The imbalance has already had repercussions for Hong Kong’s society. “With so many more women than men in Hong Kong, older men can easily find younger women as their other halves,” says 26-year-old Janice, a public relations adviser. “It means that men can focus on their career while they're young, and then find their other half at around 30 while women have to worry about focusing on their career and finding love simultaneously.”
50 years ago, Hong Kong’s gender ratio was relatively level, but in the past decade, a steady flow of female migrants from the Philippines and Indonesia, seeking work as domestic helpers, have arrived in the territory, and there are now 300,000 of these women registered in Hong Kong.

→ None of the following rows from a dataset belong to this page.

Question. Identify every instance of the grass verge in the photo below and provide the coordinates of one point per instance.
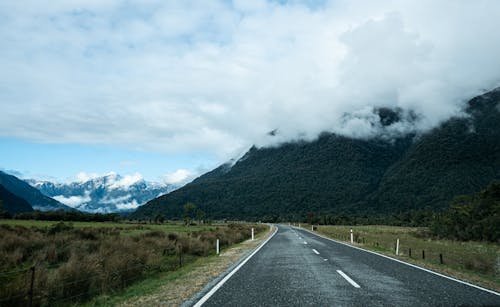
(74, 264)
(173, 288)
(474, 262)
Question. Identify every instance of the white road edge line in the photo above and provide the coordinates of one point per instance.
(352, 282)
(223, 281)
(406, 263)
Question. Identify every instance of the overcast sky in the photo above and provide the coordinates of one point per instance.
(170, 89)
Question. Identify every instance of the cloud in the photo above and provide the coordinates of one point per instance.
(118, 182)
(74, 201)
(84, 177)
(216, 76)
(127, 206)
(178, 177)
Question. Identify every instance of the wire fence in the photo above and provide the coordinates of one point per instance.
(75, 290)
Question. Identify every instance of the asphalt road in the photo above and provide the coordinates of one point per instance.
(297, 268)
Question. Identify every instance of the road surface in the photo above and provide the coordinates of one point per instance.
(297, 268)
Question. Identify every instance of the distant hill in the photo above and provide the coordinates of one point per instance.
(35, 198)
(11, 203)
(106, 194)
(336, 174)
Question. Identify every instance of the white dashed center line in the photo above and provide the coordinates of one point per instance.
(352, 282)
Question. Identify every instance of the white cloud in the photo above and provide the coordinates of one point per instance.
(124, 182)
(125, 206)
(84, 177)
(178, 177)
(73, 201)
(215, 76)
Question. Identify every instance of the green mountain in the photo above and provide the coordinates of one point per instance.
(11, 203)
(33, 196)
(336, 174)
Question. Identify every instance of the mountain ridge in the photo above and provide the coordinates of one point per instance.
(34, 197)
(105, 194)
(11, 203)
(337, 174)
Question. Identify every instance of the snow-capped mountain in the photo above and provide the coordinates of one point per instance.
(109, 193)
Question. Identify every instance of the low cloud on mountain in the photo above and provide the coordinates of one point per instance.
(217, 76)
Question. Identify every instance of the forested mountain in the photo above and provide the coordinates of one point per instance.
(336, 174)
(34, 197)
(11, 203)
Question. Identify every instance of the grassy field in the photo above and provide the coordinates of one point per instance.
(74, 262)
(126, 228)
(476, 262)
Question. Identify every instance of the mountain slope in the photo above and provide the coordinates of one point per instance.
(460, 157)
(34, 197)
(11, 203)
(337, 174)
(110, 193)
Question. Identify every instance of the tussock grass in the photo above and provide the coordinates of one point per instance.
(75, 263)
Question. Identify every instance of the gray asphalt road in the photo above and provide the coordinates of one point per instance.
(296, 268)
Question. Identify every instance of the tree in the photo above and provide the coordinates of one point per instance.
(189, 212)
(200, 215)
(159, 218)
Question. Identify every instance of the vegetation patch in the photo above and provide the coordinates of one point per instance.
(73, 264)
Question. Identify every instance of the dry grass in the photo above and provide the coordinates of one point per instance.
(75, 264)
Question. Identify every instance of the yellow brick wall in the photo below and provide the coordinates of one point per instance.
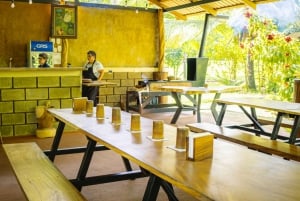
(21, 90)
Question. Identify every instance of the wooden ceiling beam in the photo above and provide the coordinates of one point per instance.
(196, 3)
(250, 3)
(209, 9)
(176, 14)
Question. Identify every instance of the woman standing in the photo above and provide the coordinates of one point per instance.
(93, 70)
(43, 58)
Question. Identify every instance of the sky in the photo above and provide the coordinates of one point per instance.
(282, 12)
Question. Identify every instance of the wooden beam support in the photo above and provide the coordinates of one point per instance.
(176, 14)
(250, 3)
(209, 9)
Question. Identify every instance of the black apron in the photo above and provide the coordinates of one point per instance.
(89, 74)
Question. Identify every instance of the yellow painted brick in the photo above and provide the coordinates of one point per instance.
(24, 82)
(48, 82)
(12, 119)
(12, 94)
(102, 99)
(132, 75)
(70, 81)
(6, 107)
(59, 93)
(25, 106)
(75, 92)
(113, 98)
(5, 82)
(147, 75)
(106, 91)
(36, 94)
(108, 76)
(28, 129)
(52, 103)
(127, 83)
(7, 131)
(31, 118)
(120, 90)
(120, 75)
(66, 103)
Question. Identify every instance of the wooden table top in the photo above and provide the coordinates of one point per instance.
(97, 83)
(201, 90)
(278, 106)
(234, 172)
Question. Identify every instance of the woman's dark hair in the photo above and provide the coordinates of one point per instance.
(91, 52)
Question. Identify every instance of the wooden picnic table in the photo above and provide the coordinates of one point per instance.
(282, 108)
(177, 91)
(231, 174)
(97, 83)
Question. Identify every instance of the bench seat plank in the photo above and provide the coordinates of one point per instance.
(278, 148)
(37, 175)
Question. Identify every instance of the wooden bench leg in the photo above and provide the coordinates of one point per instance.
(153, 186)
(59, 131)
(85, 163)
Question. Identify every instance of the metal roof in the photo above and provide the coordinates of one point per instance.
(185, 8)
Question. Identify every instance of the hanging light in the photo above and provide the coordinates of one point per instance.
(12, 5)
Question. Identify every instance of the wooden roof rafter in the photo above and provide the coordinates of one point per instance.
(184, 8)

But even if you remove migrant women from the data, population demographics remain significantly lopsided in favor of women.
So what accounts for the phenomenon? One explanation is the increasing number of cross-border marriages between Hong Kong men and mainland women, which, in 2012, accounted for more than 30 percent of all registered marriages in the city. But with all the single women available in Hong Kong, why are men looking overseas in search of romance?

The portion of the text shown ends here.